Cold weather is a workout buzz kill. New Year’s fitness resolutions only last so long. At the end of the day, it’s that good old summer weather that is always one of the best ways to find some health-focused motivation.
If you’re feeling a warm-weather itch to address your health, here are a few areas of your life to consider to help you get started.
1. Shake Up Your Commute
Finding time to exercise during the day can be tough. If you pick the morning, you’re going to hit a day before long where you’re too tired to motivate. The middle of the day is often too disruptive for a trip to the gym. And, of course, working out after a long day of work takes a special kind of commitment.
If you’re struggling to find the time for consistent exercise, consider your commute. If your commute involves a long drive to the office, this may not be an option. But for an increasing number of professionals, the “trip” to the office is less arduous. It either consists of a short trip through an urban center or even working from home.
If that’s the case, it’s easy to turn that time before and after work into a quick workout. Instead of driving through the city, walk to the office or ride your bike. If you’re concerned about showing up sweaty, get an electric bike that lets you pedal steadily, regardless of the terrain.
Even if you work from home, you can still take some time to “commute” to work. Many remote-friendly companies have championed the idea of a virtual commute. This is where work-from-home employees take the time they would have spent commuting to prepare for or debrief from their workdays. Use your virtual commute time to take your bike out for a spin, go for a jog, or even walk the dog so you’re doubling up on your productivity.
2. Set Up a Summer-Time Morning Routine
Morning routines are a critical part of a productive, healthy lifestyle. Often it’s little things like making your bed or eating breakfast that can help you set the tone for a good day. This can also be the perfect area of your day to invest in both staying in shape and maintaining your mental health.
Even if you already have a good morning routine, it’s worth taking some time to consider if it’s tailored to your summer schedule. The bright, early summer mornings offer a great opportunity to add some health-related activities into the mix.
For instance, consider a normal, year-round morning routine. It likely involves things like taking a shower, getting dressed, eating a healthy breakfast, and possibly checking the news or squeezing in a quick stretch. In the early summertime mornings, you can add several fitness or mental health activities to this list, such as:
- Going for a walk or a jog;
- Following a YouTube fitness instructor;
- Spending time meditating and praying;
- Doing a crossword puzzle.
There are many exercises and mental health activities that you can do in the summer. By adding them to your morning routine, you can capitalize on the bright mornings and warmer weather in the name of your health.
3. Learn to Balance Work and Life
When health is brought up, it usually invokes images of trips to the gym and getting on a healthy diet. And these are good first steps. However, you should look further than the basics if you want to invest in your health this summer.
One area where you can quietly cultivate your health is with your work-life balance. This has become a flashpoint for many individuals as millions have adjusted to a work-from-home lifestyle. It’s difficult to separate work and life activities when they take place in the same space.
Learning to balance your work and your personal life can have a huge impact on your mental state. Removing distractions and interruptions while you work is critical for productivity. At the same time, learning to take breaks and unplug when you’re off the clock is equally important.
Balancing work and life is often seen as a work-related activity. And it’s true that it can boost your efficiency and productivity. But it can also have a big impact on your health. The ability to focus on either aspect of your life without interference from the other reduces stress and anxiety. It also helps you find time for things like exercise, sleep, and sticking to your diet.
4. Overhaul Your Fitness Gear
Of course, one of the best ways to invest in your health is to take the phrase literally. There are many ways that you can invest in quality fitness gear. There’s nothing quite like spending some money on your health to help you make it a priority.
This isn’t a call to merely look for some fancy new health-related gadget to add to your repertoire. Instead, take a minute to consider the state of your current gear. Here are a few key areas to consider:
- A water bottle: Hydration is a key aspect of health. Having a large water bottle can encourage you to get enough water intake throughout the day.

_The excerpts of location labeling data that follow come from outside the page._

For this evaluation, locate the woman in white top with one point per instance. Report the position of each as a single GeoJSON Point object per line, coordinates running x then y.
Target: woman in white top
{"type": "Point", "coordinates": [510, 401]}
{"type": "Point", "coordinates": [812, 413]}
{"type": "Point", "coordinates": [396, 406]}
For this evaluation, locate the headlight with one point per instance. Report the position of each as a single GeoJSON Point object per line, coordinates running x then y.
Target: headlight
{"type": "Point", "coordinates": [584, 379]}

- A pillow: It may not be at the top of your list, but a high-quality pillow can make or break the effectiveness of your sleep. If you’re interested in a holistic approach to health, make sure that you’re getting plenty of top-notch sleep.

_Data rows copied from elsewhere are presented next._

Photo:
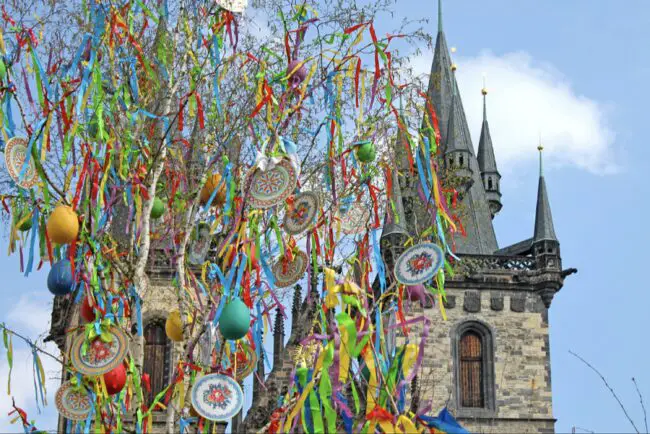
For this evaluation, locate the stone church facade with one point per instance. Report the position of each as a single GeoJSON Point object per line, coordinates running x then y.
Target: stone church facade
{"type": "Point", "coordinates": [489, 362]}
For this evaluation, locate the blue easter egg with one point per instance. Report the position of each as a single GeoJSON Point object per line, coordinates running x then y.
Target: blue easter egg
{"type": "Point", "coordinates": [60, 281]}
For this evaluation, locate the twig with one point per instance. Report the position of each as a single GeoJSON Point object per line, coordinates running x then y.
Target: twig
{"type": "Point", "coordinates": [645, 416]}
{"type": "Point", "coordinates": [28, 341]}
{"type": "Point", "coordinates": [609, 387]}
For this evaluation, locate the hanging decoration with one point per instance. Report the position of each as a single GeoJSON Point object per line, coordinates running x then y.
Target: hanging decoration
{"type": "Point", "coordinates": [73, 401]}
{"type": "Point", "coordinates": [19, 164]}
{"type": "Point", "coordinates": [167, 161]}
{"type": "Point", "coordinates": [100, 354]}
{"type": "Point", "coordinates": [272, 184]}
{"type": "Point", "coordinates": [418, 264]}
{"type": "Point", "coordinates": [301, 213]}
{"type": "Point", "coordinates": [217, 397]}
{"type": "Point", "coordinates": [287, 271]}
{"type": "Point", "coordinates": [234, 320]}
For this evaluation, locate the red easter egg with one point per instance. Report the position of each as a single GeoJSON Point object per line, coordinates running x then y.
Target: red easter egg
{"type": "Point", "coordinates": [115, 380]}
{"type": "Point", "coordinates": [87, 313]}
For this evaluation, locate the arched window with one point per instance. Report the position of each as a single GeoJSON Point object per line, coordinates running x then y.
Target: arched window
{"type": "Point", "coordinates": [473, 353]}
{"type": "Point", "coordinates": [157, 354]}
{"type": "Point", "coordinates": [471, 375]}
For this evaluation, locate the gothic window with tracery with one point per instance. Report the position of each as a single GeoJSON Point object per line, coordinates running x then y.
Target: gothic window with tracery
{"type": "Point", "coordinates": [474, 368]}
{"type": "Point", "coordinates": [157, 354]}
{"type": "Point", "coordinates": [471, 376]}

- A fitness tracker: If you don’t have a fitness tracker, you should get one to help keep you on track. If you do have one, consider if it’s compatible with your phone, tracks the metrics that you need, and is fulfilling its function well.
- Sneakers: You may have different shoes for each activity or you may use the same pair of sneakers for all of your fitness exploits. In either case, you should replace your exercise footwear at least every 300 to 500 miles or six to eight months.
These are just a handful of the basic fitness gear items that most people have. Consider your current workout arsenal and look for areas that you should upgrade.
From shaking up your commute to finding work-life balance, upgrading your gear, and adapting your routine, there are many ways to take advantage of the upcoming summer months in the name of your health. So, before you go overhauling your lifestyle or investing in splashy fitness solutions, consider the list above. Then look for the subtle, nuanced ways that you can improve your health in the warmer months ahead.